Nesta análise ainda podemos incluir uma reflexão sobre a relação entre ultraortodoxos judeus e suas mulheres. A recente visita do papa Francisco a Israel desencadeou uma série de reportagens, análises, da forma como judeus de Beit Shemesh – uma cidade localizada a 30 km a Oeste de Jerusalém – compreendem o papel da mulher em sua sociedade. Abrangendo 40% dos 80 mil habitantes de Beit Shemesh, os haredins – como são conhecidos os ultraortodoxos – impõem uma série de restrições à mulher, como a proibição de que elas circulem pela mesma calçada dos homens, participem de suas cerimônias religiosas etc. Há placas espalhadas por toda a cidade que indicam a calçada certa à que as mulheres têm de utilizar, além de segregações no transporte público. Também são constantes as perseguições à mulher. Há de se destacar que os haredins – e há movimentos semelhantes – é um grupo isolado dentro da democracia e republica de Israel.

Para além do movimento ultraortodoxo judeu, a mulher é alvo de discriminação, subordinação, assédio sexual em inúmeros países onde religião e sociedade mesclam-se de uma forma antidemocrática. No Islamismo é sabida a forma como a mulher é tratada, concebida, particularmente em países como Arábia Saudita, Irã e Paquistão, onde são impostas inúmeras restrições ao sexo feminino. No Norte da Nigéria há restrições ao acesso à educação laica, ocidental. De uma forma geral, mesmo no cristianismo mais conservador a mulher ainda não encontrou espaço, sendo abertamente proibida de participar do corpo eclesiástico, ser vista ainda como “pecadora”, como passível de “subordinação” ao homem. No grupo católico Opus Dei mulheres se revesam na limpeza dos centros da Ordem, sem remuneração e vítimas de segregação – movimentos de ex-membros da Opus denunciam os abusos cometidos dentro dos centros.

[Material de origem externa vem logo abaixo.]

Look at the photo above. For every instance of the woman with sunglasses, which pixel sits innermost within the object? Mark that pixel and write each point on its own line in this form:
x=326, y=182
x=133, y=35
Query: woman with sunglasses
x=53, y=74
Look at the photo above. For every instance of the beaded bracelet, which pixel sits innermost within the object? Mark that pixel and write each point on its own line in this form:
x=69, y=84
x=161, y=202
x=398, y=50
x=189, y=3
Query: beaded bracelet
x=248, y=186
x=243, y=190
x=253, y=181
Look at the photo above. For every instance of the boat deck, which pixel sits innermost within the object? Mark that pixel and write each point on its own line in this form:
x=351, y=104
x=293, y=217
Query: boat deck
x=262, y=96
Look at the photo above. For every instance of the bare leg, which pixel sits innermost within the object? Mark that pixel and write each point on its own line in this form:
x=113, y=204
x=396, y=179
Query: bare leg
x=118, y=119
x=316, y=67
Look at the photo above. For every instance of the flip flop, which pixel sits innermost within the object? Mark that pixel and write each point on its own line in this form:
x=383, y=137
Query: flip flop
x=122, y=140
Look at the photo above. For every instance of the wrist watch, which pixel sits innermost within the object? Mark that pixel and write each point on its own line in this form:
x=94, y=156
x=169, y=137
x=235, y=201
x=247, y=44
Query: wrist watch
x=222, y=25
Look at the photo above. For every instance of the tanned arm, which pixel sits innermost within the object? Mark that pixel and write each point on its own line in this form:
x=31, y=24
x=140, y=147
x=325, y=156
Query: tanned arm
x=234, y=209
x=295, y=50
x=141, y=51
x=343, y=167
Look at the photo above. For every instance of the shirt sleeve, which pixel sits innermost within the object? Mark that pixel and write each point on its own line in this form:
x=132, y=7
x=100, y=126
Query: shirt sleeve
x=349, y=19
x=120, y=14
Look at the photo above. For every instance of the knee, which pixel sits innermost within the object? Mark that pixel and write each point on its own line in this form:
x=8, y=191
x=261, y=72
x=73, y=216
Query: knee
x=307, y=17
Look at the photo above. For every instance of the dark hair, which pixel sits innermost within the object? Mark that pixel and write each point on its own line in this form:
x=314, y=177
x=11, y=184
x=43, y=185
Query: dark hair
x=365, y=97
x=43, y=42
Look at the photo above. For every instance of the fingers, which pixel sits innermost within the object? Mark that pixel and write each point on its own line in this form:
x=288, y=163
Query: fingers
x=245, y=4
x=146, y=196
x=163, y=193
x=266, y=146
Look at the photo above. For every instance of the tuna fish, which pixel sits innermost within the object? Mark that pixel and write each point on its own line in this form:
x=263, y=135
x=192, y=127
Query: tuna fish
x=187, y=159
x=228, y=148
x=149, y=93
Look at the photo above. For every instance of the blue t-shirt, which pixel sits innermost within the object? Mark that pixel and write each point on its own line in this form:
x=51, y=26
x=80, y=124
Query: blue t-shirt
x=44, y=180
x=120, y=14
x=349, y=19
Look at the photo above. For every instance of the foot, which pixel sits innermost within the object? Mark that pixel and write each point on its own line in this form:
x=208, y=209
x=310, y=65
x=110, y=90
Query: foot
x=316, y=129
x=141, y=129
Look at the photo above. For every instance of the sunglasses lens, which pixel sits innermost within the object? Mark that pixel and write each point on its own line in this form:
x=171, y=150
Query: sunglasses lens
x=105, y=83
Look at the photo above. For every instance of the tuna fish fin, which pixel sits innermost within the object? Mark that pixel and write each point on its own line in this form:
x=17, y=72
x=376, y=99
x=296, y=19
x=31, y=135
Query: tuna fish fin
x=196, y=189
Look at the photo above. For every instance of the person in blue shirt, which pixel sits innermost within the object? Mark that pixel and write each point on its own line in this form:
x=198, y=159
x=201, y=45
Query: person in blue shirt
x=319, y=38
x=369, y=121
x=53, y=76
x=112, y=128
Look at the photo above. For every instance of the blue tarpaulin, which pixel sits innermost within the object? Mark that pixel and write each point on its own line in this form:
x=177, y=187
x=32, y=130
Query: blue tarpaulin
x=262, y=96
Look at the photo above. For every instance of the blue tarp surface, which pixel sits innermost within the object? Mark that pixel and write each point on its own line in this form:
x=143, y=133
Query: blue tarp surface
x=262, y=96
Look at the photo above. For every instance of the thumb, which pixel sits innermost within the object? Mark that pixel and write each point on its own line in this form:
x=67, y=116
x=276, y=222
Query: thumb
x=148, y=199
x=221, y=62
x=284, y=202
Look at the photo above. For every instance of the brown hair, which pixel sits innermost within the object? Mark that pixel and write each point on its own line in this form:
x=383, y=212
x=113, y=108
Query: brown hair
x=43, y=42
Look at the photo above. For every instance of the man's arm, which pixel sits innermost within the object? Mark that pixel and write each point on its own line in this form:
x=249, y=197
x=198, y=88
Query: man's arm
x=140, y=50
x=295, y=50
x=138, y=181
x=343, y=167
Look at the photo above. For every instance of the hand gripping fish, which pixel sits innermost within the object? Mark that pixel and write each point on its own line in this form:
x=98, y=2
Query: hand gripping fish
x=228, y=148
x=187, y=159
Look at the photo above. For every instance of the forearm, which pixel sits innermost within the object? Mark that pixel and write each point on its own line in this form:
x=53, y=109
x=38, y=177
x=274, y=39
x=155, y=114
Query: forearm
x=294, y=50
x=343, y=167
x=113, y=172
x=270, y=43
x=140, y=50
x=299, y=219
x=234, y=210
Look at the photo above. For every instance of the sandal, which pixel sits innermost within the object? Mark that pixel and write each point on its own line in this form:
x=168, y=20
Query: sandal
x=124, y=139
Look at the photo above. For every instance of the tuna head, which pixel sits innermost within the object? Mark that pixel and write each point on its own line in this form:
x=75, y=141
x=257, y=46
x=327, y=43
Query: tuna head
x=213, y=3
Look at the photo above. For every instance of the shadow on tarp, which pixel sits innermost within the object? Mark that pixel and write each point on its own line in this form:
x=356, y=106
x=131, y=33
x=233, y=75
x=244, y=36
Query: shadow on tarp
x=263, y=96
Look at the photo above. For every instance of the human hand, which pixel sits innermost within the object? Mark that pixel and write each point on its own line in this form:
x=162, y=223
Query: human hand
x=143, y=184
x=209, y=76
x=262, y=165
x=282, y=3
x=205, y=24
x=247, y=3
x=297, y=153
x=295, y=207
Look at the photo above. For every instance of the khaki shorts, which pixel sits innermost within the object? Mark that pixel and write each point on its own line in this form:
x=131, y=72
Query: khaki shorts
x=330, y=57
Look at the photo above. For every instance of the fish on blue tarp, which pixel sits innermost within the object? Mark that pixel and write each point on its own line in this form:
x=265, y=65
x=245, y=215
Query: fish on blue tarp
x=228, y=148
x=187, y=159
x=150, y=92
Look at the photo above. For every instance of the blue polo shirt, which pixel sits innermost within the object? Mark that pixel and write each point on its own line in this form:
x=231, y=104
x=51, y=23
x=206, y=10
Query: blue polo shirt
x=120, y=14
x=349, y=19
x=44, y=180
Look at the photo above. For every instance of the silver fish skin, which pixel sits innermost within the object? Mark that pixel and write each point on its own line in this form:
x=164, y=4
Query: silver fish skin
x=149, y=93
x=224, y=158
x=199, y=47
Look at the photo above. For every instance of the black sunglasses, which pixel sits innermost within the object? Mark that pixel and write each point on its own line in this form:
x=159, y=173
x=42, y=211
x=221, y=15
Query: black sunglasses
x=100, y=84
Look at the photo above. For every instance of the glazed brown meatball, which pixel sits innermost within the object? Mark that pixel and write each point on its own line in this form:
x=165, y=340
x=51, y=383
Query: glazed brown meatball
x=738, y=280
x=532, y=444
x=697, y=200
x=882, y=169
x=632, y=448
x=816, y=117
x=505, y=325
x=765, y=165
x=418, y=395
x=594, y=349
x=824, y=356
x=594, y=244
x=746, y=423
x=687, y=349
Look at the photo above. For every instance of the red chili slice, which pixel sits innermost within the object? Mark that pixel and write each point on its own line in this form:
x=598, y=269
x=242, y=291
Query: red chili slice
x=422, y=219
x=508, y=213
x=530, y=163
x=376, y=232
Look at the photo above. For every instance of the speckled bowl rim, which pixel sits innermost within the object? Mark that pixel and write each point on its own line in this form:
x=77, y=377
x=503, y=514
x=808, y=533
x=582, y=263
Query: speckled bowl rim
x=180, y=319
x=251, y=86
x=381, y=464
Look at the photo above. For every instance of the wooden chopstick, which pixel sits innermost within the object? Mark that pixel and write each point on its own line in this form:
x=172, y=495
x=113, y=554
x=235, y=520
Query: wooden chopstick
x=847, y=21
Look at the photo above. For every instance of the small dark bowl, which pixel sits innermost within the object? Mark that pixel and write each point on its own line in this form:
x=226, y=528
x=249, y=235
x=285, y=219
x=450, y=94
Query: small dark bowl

De forma ainda mais paradoxal, na parte sul do continente americano há outro exemplo de desvirtuamento religioso. A Bolívia destaca-se no quesito cultura, disparidade social, que nos oferecem um vasto campo de análise. Predominantemente agrícola, de origem indígena, o país é palco de manifestações sociais mescladas à influência da tradição religiosa. Conhecida como Tinku, a “festa” que os bolivianos de Macha participam anualmente é tema de preocupação para o governo e grupos de defesa dos direitos humanos. “No primeiro domingo de maio, membros de cerca de 70 comunidades rurais lotaram as ruas de Macha para render homenagem a Jesus Cristo e a Pachamama (mãe-terra), dançar ao som do charango (instrumento de cordas) e da jula jula (flauta andina). Vão ao local para confraternizar, cortejar, consumir grandes quantidades de chicha caseira (bebida alcoólica feita de milho), batizar os filhos na igreja – e, sobretudo, para tomar parte de sangrentas brigas individuais e coletivas que às vezes acabam em morte”, descreve o jornalista Fabiano Maisonnave (Folha, Ilustríssima, 1/6/2014). A Tinku é praticada pelas comunidades de Macha com o objetivo de alcançar “melhores resultados na colheita” e, para eles, o derramamento de sangue é exigência de Pachamama. “Quando morre gente, é um bom ano, um ano produtivo”, resume um dos praticantes ligado ao Poder Público da cidade da Macha.

Há a possibilidade de se justificar alguns aspectos da cultura boliviana dada as condições sociais relevantes, mas é impossível negar que o país está inserido no contexto contemporâneo, do século XXI, que exigiria, pelo menos em tese, um posicionamento mais brando em questões culturais – e existe um esforço do governo neste sentido. O grande problema – e aí podemos incluir o mundo árabe, a Índia e o Japão – é que resquícios da tradição religiosa feudal acabam por se inserir no dia-a-dia da população, em uma relação difícil de romper mesmo com esforços governamentais. Decorrente do movimento Iluminista da Inglaterra de 1680, pensadores de países como França e Alemanha debruçou-se para desenvolver um entendimento da sociedade de sua época, caracterizada pelo Absolutismo Monárquico, da influência direta do Alto Clero sobre o Terceiro Estado (composto pelas camadas sociais). Havia um claro desmando do Primeiro e Segundo Estado que levou pensadores como Bauer, Feuerbach, Voltaire, Marx, Weber a contestarem a influência do Alto Clero no Estado. Obviamente que é preciso entender o posicionamento dos autores dentro do contexto social da época, mas que não se enquadram mais na sociedade pós-moderna, pelo menos não em parte. A religião é sim importante enquanto fenômeno social, mas precisa estar em sintonia com o modelo democrático contemporâneo, sem imposições à sociedade, às culturas diferenciadas.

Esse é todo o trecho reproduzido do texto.